Most package.json files are over-configured

Ignore the 40 fields tutorials list. The 6 that matter for a normal app:

{
  "name": "my-app",
  "version": "0.1.0",
  "type": "module",
  "scripts": {
    "dev": "vite",
    "build": "vite build",
    "test": "vitest"
  },
  "dependencies": {
    "react": "^18.3.1"
  },
  "devDependencies": {
    "vite": "^5.4.0",
    "vitest": "^2.0.0"
  }
}
  • `name` — what npm calls your package. Required even for private apps.
  • `version` — semver MAJOR.MINOR.PATCH.
  • `type": "module"` — makes Node treat .js files as ES modules. Almost always what you want in 2026.
  • `scripts`npm run X shortcuts. The three above (dev / build / test) are the universal ones.
  • `dependencies` — runtime deps. Ship to production.
  • `devDependencies` — build / test only. Do NOT ship.
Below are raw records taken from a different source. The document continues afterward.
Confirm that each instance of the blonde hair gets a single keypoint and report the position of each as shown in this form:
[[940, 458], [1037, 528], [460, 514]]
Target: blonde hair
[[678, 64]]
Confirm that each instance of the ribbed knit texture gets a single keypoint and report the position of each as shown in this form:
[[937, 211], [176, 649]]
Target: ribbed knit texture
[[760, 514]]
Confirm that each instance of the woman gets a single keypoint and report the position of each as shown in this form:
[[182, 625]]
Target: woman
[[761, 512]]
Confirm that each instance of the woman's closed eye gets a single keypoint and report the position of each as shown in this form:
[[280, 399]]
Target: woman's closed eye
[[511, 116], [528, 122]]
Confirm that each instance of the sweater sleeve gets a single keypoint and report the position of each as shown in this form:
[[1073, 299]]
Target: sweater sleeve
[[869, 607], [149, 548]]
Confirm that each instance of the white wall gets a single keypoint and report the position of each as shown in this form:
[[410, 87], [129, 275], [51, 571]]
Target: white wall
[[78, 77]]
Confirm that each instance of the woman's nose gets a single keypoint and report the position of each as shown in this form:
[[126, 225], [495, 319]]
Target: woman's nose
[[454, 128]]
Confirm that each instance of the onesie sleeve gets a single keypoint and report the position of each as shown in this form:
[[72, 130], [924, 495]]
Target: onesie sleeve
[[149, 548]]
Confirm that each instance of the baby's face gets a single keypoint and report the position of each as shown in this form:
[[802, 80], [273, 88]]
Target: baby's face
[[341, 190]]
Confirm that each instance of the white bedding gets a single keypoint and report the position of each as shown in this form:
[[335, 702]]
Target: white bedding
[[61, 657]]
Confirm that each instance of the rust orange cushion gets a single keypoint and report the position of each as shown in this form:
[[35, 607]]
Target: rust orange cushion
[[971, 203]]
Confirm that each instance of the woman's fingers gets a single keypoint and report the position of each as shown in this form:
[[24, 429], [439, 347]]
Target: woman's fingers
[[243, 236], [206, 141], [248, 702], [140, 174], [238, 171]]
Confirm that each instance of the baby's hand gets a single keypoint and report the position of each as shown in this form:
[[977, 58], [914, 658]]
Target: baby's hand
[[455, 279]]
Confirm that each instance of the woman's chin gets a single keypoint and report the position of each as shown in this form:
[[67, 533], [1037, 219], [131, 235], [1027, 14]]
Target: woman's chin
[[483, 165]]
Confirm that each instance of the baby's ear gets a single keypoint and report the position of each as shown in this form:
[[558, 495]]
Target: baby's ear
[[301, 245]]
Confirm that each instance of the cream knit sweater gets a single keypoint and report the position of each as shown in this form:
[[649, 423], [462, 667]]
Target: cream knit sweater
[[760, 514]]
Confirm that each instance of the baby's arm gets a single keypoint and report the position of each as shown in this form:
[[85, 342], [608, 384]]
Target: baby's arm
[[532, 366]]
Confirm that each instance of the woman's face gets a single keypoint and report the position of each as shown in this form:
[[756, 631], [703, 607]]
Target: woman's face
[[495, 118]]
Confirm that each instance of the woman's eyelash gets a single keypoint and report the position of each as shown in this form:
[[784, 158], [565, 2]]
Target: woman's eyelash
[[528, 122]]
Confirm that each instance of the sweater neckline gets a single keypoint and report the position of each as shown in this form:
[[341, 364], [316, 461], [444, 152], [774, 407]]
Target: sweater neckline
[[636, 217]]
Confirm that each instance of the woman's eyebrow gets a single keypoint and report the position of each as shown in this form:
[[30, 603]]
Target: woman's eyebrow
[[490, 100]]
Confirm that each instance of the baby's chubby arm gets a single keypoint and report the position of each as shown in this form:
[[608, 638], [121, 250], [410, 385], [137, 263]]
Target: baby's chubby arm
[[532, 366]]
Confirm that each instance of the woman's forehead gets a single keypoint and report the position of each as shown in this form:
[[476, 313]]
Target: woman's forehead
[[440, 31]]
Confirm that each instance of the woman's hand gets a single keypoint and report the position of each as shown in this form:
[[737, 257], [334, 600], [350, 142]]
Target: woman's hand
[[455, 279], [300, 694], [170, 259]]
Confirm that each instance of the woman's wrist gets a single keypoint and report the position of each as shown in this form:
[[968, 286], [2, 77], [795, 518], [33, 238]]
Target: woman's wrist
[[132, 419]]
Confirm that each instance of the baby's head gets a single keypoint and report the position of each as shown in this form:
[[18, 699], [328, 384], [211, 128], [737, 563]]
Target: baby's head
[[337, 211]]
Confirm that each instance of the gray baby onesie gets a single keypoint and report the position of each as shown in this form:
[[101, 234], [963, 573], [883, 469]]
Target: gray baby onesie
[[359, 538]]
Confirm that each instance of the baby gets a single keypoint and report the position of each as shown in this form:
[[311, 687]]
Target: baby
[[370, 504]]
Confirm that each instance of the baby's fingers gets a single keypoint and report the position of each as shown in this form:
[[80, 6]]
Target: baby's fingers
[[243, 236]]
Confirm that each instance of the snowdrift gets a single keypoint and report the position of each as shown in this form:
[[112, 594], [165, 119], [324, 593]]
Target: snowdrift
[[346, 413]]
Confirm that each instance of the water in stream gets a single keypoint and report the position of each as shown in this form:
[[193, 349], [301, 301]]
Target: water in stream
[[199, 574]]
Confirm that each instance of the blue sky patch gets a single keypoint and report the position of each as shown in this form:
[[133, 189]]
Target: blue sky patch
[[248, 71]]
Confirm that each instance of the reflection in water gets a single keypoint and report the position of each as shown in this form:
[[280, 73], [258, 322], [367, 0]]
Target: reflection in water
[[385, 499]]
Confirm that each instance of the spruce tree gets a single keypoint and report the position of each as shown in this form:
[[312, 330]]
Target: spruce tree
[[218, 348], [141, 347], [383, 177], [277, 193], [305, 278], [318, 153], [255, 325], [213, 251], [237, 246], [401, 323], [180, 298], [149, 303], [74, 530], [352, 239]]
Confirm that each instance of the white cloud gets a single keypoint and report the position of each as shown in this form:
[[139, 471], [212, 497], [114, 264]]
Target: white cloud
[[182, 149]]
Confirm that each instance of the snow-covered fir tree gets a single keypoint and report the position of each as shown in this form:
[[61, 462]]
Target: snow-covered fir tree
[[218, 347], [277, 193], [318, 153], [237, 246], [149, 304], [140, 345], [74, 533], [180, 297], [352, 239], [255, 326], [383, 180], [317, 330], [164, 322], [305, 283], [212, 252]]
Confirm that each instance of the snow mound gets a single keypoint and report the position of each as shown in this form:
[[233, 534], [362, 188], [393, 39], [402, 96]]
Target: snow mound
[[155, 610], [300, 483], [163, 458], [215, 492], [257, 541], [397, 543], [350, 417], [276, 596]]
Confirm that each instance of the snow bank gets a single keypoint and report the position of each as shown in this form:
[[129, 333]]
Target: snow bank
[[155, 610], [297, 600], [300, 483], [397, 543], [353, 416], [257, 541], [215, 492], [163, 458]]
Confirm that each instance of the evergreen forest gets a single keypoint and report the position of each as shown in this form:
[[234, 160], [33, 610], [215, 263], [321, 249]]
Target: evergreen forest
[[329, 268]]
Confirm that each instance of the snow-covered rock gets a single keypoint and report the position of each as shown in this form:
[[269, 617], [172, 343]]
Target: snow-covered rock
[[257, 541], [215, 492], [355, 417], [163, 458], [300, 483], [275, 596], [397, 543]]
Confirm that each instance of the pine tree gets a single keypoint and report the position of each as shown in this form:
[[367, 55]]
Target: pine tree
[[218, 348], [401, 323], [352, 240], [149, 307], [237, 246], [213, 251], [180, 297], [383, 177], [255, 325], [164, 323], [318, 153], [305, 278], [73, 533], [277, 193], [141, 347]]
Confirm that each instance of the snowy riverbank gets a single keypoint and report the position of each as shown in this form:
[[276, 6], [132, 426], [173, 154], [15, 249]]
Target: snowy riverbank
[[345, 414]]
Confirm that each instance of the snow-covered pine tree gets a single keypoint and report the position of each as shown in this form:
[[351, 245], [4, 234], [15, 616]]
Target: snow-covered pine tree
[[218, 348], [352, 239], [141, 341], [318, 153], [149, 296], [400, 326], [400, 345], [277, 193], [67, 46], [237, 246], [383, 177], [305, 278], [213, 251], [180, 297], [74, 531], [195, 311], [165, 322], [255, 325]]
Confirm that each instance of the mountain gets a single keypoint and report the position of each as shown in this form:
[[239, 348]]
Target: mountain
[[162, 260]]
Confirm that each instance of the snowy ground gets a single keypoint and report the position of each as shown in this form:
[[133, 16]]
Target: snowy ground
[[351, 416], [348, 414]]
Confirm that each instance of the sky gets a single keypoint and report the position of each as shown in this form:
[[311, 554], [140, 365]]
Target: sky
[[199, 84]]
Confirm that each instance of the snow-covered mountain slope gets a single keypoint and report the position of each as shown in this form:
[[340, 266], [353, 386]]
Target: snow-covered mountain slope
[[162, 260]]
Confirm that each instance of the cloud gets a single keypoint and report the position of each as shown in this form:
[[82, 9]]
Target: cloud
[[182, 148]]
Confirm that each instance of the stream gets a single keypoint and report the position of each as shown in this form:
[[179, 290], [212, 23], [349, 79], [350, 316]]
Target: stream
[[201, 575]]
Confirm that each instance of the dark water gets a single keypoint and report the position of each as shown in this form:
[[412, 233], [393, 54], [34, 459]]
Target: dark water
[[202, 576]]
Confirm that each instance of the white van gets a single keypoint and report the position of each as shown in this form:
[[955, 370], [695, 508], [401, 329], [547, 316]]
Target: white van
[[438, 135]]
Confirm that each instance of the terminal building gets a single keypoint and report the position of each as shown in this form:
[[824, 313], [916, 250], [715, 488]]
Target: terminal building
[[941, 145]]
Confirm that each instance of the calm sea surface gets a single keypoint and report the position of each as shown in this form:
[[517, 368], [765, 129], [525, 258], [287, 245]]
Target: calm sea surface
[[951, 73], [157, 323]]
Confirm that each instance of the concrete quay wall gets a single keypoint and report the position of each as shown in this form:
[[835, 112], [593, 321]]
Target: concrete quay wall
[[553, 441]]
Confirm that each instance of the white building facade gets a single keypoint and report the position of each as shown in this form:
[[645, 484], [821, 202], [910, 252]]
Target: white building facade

Fields you only need for libraries

exports (controls what's importable from the package), main / module (legacy entrypoints), files (npm publish allowlist). If you're not publishing to npm, you don't need any of these.

Two anti-patterns

  1. Putting Vite in `dependencies` — it's a build tool, belongs in dev deps. Same for vitest, eslint, prettier.
  2. Locking versions to exact `1.2.3` — use ^1.2.3 so patches land automatically. Pin only when a specific bug forces it; document why.

"I committed package-lock.json — was that right?"

Yes. package-lock.json (or pnpm-lock.yaml / yarn.lock) records exact resolved versions so every install gets identical bytes. Commit it. Don't commit node_modules/.